Alice Adoga met and conquered cultural and educational challenges after moving to the United States from Nigeria. — PHOTO BY RAYMOND SEABORN
Alice Adoga had no particular predictions of what lie ahead when she moved to this country. After all, she was more than 6,600 miles away from the only place she knew as home—West Africa, Nigeria.
That was 11 years ago. “I was filled with imagination of what was to be and the fear of the unknown,” she recalled. Now working as a family services specialist at the City of Franklin Department of Social Services, Adoga is making a difference in the lives of the children and families she serves.
“My job provides me with the opportunity to impact lives within this community and to bring about positive change,” she said. “My primary role at the moment is working with families and children in foster care. I also complete family assessments and investigate reported child abuse and neglect.”
But the road to her success was not often an easy one. Despite dealing with cultural and educational system differences, she, along with the help of the guidance counselor, pushed through her senior year at Franklin High School, where she graduated in 2008.
“I made a decision to work toward the woman I am today, and to take advantage of every opportunity I encounter,” the 29-year-old said.

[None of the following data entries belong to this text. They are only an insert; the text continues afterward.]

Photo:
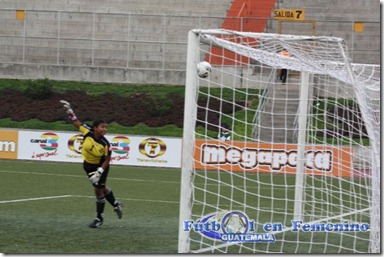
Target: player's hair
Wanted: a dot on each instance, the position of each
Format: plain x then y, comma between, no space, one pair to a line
97,123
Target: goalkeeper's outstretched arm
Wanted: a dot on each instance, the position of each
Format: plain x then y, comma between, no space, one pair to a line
71,114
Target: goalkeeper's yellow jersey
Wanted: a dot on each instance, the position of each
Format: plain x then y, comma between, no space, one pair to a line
93,151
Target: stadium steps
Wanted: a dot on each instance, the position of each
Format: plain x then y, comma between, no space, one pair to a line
241,17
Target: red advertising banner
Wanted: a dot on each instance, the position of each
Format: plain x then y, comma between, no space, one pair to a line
278,158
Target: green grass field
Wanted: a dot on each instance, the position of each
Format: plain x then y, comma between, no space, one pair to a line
46,208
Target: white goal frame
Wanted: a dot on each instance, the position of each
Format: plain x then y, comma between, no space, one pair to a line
190,115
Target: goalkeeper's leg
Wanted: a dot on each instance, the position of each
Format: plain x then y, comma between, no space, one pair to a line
112,200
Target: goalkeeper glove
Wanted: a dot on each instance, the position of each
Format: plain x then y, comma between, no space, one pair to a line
67,107
95,176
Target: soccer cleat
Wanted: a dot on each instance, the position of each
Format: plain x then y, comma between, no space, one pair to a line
96,223
118,209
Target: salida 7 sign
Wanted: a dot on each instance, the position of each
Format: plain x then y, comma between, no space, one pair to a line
279,158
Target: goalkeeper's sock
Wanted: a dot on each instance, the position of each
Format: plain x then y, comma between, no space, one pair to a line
111,198
100,203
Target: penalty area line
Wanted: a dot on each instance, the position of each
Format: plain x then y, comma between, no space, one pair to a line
35,199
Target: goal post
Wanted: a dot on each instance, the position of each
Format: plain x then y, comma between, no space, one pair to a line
300,172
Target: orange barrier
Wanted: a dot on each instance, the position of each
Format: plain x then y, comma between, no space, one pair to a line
243,15
277,158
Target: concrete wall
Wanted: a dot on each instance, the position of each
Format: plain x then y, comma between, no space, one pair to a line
364,46
142,41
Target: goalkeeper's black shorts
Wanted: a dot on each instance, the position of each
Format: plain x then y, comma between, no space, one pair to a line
89,167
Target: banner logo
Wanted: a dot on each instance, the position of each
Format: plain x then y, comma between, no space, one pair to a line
75,143
152,147
228,226
49,143
120,145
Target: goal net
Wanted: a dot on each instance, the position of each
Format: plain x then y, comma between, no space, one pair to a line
281,146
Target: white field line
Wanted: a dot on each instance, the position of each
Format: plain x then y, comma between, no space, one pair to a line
129,179
35,199
84,176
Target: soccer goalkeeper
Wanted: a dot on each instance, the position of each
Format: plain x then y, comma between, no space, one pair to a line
97,155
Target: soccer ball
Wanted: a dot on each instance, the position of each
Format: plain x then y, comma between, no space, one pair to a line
204,69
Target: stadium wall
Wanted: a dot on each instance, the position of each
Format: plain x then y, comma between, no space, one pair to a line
129,42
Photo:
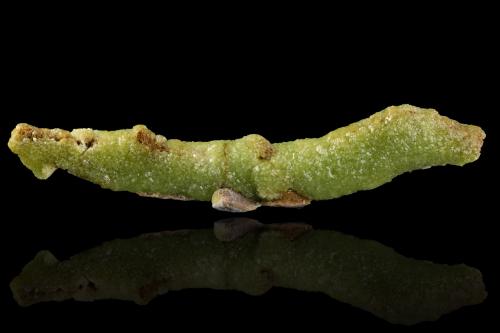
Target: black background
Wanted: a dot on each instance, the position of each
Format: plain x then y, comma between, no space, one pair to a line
222,77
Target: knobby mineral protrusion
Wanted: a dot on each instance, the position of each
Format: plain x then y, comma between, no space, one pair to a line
252,257
244,174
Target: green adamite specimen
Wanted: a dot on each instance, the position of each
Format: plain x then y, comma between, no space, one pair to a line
243,174
252,257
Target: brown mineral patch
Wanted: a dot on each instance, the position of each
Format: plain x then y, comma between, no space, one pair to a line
152,289
289,199
25,131
149,139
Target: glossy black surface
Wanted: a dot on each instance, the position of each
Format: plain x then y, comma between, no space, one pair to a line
200,86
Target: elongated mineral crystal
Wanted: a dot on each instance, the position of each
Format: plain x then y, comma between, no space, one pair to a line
252,257
241,175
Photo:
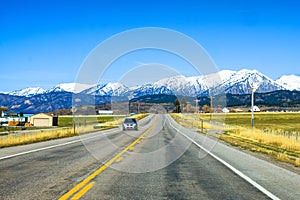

Although Paul D. Camp Community College was not her first choice in which to enroll, it proved to be a beneficial step on her educational path. Adoga had been accepted to Chowan University on a 4-year leadership scholarship, however, out-of-state tuition would have still cost her more than she could afford without taking out a loan. She also attempted to enroll at University of Maryland while working in the healthcare field there, but that resulted in discouragement as well. At her mother’s insistence, she agreed to enroll at PDCCC.
“My decision to attend PDCCC became a gateway to how far I’ve grown academically,” she said. “I received so much guidance and support from the staff and faculty.”
However, Adoga was able to grow in more ways than one at PDCCC, as was evident when she was selected to serve as a Presidential Student Ambassador, inducted into Phi Theta Kappa Honor Society and became an active member in Student Support Services, the Student Leadership Committee and the Student Government Association.
“PDCCC also provided an opportunity to study with non-traditional students,” she said. “It created a unique learning dynamic that bridges the gap between real life lessons and textbook knowledge. I enjoyed learning with people of different age groups.”
After Adoga graduated from PDCCC with an associate’s degree in General Studies in 2011, she continued her studies at George Mason University, earning a Bachelor of Art degree in 2013 in Psychology. She then attained a Master of Art degree in Human Services Counseling in 2016 from Liberty University. But to get here was not without its struggles.
“Although I received financial aid, it wasn’t enough to cover all of my educational expenses,” she said. “I had to buy some of my textbooks out-of-pocket.”
Another challenge for Adoga was that she was lacking in grammar, so she experienced difficulty writing research papers. “I worked closely with all of my English teachers and professors in high school and college,” she said. “I also had several tutors who assisted me.
Adoga said that PDCCC is a good place to start before a student transfers to another four-year college or university.
“The road to your future is not always a straight one,” she advised. “Don’t let the twists and turns stop you. When there is a road block, find a detour. Sometimes it’s best to let go of our expectations and just enjoy the experiences that life presents us. Be kind to yourself throughout your journey, and also help others along the way.”
The family services specialist loves the fact that she is employed in her chosen field of study and notes that it is very rewarding work. “It is my goal in life to continue to serve those who are suffering and to provide hands-on support through counseling to alleviate life crises throughout the country, and globally,” she said.
Adoga enjoys spending time with family and friends, dancing, working out and traveling. She is a certified Kukuwa African dance instructor, which continues to keep her connected with her country and Africa. Her first dance class will get underway in August in Suffolk.
“I am grateful for my challenges,” she said, “because they led to lifelong friendships and blissful educational experiences.”